At LMH, we follow a comprehensive fall prevention plan to reduce fall rates. This proactive plan includes maintaining a high nurse-to-patient ratio, lowering the bed rails for easy patient access in and out of bed, securing the call button so patients can reach it, keeping the path to the bathroom clear, cleaning up spills as soon as they happen, and helping patients walk, if needed.
Fall Prevention Tips
There are things you can do while in the hospital to prevent falls:
- Bring a pair of slippers with rubber soles, or other non-skid surface, to the hospital with you (or ask a family member to bring these to you). Wear these slippers when getting out of bed.
- If your caregivers tell you to ask for help before getting out of bed, don’t try to get up by yourself. Even when you feel you are strong enough, call for help to be sure you have an extra hand to steady yourself.
- Keep your cane, crutches or walker within easy reach of the bed.
- If you need help walking, push your call button as soon as you feel you need to go to the bathroom - don’t wait. Your caregivers need time to reach your room. Do not attempt to get out of bed without assistance.

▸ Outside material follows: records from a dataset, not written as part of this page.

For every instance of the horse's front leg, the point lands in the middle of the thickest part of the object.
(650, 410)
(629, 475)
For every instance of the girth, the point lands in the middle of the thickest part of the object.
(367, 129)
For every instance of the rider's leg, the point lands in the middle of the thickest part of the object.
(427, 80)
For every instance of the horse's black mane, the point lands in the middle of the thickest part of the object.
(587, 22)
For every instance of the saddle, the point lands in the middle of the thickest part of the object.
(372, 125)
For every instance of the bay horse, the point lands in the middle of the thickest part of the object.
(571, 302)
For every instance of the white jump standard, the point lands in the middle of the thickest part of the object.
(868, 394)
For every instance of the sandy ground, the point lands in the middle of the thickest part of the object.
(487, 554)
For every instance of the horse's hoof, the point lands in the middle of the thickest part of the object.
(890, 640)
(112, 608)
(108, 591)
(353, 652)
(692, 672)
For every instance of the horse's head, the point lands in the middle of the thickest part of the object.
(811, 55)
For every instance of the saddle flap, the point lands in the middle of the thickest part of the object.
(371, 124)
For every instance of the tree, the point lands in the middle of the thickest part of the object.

Preventing Medication Errors
To help us reduce your risk for medication errors or adverse drug events while in the hospital:
- Bring your medications or a list of your current medications with you and tell the hospital staff. Ask your pharmacist, doctor, or nurse if you’re not sure why you’ve been given a medication.
Make sure your caregivers check your identification wristband and ask your name and date of birth before giving you your medication.
- Don't be afraid to tell a caregiver if you don’t recognize your pills or think you are being given the wrong medication.
- If you don't feel well after taking a medication, tell your nurse immediately.